Selon le nouvel indice du capital humain, mis au point par la Banque mondiale pour mesurer les investissements des pays dans la santé et l’éducation de leur population et leurs effets sur leur productivité future, la région affiche des performances inférieures à celles des autres régions, et le Maghreb n’échappe pas à la règle. Les jeunes de la région auront une productivité inférieure de moitié au niveau qu’ils auraient pu atteindre s’ils avaient bénéficié de conditions de santé optimales et d’une éducation complète et de bonne qualité. Les pays du Maghreb et de l’ensemble de la région doivent se mettre en ordre de marche pour remédier à ces disparités, en s’engageant à accroître et améliorer leurs investissements dans le renforcement du capital humain. Les discussions qui se tiendront cette semaine à Tunis se pencheront sur les mesures concrètes qui doivent accompagner ces engagements.

 

En plus des investissements dans la santé et l’éducation destinés à renforcer le capital humain, les pays vont devoir étoffer leur capital physique. Alors que la téléphonie mobile est omniprésente, la région affiche l’un des taux d’accès au haut débit les plus faibles du monde, avec une bande passante limitée. Une réalité qui bride sérieusement l’innovation et la volonté de créer des entreprises numériques. Or, le haut débit constitue une condition nécessaire à l’éclosion et au développement de cette nouvelle économie. Dès lors, les pays de la région doivent faire de l’accès universel à l’internet l’une de leurs priorités majeures.

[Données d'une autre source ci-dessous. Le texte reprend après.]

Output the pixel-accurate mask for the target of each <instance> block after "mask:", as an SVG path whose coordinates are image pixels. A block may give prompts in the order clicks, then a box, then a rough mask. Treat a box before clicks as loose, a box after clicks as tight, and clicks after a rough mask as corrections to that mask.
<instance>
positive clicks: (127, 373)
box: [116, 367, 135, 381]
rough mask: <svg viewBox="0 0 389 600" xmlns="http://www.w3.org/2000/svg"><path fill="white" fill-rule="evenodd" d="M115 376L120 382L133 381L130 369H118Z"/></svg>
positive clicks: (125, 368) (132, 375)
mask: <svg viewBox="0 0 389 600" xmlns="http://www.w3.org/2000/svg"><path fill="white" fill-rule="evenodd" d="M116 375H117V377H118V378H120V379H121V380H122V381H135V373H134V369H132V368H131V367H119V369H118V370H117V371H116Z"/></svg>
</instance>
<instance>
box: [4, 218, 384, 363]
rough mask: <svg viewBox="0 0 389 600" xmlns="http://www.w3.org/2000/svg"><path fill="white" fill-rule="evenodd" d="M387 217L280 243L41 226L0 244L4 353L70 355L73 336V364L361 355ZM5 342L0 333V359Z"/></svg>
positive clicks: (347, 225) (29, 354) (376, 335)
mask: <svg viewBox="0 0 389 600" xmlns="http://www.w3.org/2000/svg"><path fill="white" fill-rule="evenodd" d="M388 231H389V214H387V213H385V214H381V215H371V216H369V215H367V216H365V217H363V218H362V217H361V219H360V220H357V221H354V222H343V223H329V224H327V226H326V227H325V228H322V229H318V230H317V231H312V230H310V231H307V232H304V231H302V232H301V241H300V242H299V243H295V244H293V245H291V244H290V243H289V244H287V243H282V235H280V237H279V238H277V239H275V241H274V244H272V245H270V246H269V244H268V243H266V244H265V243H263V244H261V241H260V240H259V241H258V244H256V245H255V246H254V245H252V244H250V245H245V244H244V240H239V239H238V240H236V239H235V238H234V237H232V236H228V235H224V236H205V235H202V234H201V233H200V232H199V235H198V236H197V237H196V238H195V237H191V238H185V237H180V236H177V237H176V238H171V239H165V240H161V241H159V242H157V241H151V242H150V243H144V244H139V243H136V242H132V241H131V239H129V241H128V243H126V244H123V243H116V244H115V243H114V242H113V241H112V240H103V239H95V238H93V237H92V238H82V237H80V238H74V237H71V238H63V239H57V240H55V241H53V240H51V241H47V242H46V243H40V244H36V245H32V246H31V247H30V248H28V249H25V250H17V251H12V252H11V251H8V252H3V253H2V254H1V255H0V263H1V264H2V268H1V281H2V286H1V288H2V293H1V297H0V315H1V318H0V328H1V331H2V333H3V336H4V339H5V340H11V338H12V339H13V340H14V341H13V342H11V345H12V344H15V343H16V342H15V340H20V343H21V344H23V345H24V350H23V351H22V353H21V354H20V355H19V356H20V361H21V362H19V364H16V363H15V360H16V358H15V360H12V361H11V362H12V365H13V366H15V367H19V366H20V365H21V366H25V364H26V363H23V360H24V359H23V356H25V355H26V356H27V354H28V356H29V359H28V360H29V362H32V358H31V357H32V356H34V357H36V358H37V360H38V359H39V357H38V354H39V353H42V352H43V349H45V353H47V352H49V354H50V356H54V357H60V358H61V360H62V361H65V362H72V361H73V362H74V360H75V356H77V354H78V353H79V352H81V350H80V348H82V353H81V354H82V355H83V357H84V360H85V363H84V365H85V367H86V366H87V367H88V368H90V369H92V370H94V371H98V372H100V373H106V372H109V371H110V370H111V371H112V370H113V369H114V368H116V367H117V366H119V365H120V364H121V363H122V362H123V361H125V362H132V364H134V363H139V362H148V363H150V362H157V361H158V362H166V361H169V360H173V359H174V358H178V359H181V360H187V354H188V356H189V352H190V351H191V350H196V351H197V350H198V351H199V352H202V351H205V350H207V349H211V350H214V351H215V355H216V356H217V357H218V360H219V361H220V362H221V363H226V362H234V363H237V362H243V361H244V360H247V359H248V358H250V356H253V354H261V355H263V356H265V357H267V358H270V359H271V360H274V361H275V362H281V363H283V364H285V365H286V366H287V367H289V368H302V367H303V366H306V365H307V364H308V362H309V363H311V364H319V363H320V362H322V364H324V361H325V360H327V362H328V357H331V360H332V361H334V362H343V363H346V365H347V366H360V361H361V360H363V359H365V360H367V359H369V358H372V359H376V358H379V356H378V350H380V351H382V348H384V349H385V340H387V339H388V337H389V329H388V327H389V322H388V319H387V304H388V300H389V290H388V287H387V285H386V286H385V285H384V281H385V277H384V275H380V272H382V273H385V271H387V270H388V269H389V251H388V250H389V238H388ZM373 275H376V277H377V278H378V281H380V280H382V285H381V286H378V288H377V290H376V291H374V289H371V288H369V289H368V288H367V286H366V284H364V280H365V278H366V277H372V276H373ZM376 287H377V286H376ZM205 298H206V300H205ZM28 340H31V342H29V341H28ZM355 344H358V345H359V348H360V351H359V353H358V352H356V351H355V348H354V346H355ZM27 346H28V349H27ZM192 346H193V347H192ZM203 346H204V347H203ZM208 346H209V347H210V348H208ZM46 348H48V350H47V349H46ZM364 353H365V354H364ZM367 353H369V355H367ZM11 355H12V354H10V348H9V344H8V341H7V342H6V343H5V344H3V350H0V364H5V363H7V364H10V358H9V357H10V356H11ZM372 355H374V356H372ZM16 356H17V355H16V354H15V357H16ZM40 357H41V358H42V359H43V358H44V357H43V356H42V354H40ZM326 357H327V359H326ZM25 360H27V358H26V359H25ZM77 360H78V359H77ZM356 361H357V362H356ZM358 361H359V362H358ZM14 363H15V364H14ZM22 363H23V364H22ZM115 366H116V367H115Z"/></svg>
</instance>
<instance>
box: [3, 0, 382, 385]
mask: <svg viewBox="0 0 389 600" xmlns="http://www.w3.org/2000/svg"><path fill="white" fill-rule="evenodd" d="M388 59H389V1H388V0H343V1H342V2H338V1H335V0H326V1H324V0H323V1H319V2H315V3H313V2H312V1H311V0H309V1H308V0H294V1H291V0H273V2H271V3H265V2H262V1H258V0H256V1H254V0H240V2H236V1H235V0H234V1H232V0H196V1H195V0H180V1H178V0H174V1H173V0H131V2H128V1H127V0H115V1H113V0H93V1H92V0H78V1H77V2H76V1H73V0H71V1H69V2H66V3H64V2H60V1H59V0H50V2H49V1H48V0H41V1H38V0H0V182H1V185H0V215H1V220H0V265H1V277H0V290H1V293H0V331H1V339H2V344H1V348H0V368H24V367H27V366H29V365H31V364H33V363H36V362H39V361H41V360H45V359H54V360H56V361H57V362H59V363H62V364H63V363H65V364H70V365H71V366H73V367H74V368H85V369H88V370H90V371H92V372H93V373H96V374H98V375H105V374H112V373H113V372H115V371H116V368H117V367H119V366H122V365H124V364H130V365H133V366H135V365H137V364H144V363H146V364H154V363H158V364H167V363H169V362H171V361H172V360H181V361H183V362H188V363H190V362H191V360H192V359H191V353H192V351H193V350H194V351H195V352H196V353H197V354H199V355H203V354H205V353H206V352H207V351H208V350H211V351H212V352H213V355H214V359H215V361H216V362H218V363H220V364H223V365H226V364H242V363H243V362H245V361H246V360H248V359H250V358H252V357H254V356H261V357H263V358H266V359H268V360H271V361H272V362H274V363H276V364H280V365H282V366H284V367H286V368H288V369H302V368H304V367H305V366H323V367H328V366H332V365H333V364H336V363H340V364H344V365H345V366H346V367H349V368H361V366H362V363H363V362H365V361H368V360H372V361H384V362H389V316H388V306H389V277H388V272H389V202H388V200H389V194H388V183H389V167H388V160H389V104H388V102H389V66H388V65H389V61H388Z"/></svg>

Ce développement doit aller de pair avec des réformes réglementaires agiles et adaptables pour permettre le paiement dématérialisé. Contrairement au déficit en haut débit, il y a plus d’abonnements à la téléphonie mobile que d’habitants dans la région. En accédant au haut débit et aux paiements dématérialisés, bon nombre d’usagers pourront faire de leur terminal un vecteur de croissance et un outil productif et non plus une simple porte d’accès aux réseaux sociaux.

 

Au fur et à mesure que les nouvelles technologies perturberont les emplois d’hier et en feront émerger de nouveaux, nombreux seront ceux qui connaîtront des périodes de chômage ou de transition, voire de rupture. Ils auront certes la possibilité d’acquérir de nouvelles compétences, mais il faudra les aider à passer le cap. D’où la nécessité d’assouplir les systèmes de sécurité sociale qui ne peuvent plus être liés à un emploi spécifique. D’autant que, du fait de la place du secteur informel dans la région, un grand nombre de travailleurs n’ont pas de contrat, et a fortiori pas de couverture sociale. La réforme des systèmes de sécurité sociale permettra de combler ces lacunes et de préparer la population active à l’environnement professionnel de demain. Nous travaillerons avec les pays de la région à développer ces nouveaux systèmes de couverture sociale de manière à établir un équilibre vital entre innovation, transition économique et la sécurité due à tous les citoyens. 

 

La jeunesse du Moyen-Orient et d’Afrique du Nord nourrit d’immenses ambitions et aspirations. La Banque mondiale s’engage à œuvrer à ses côtés, à tous les niveaux, pour éliminer les barrières à cette énergie créatrice. Avec les gouvernements, les décideurs et tous les membres de la société, nous continuerons à chercher des solutions pour libérer ce potentiel. Car nous sommes convaincus qu’avec les technologies d’aujourd’hui et de demain, les jeunes de la région sauront trouver de nouveaux vecteurs de croissance et de nouvelles sources d’espérance.

 

 *Ferid Belhaj est vice-président de la Banque mondiale pour la Région Moyen-Orient et Afrique du Nord.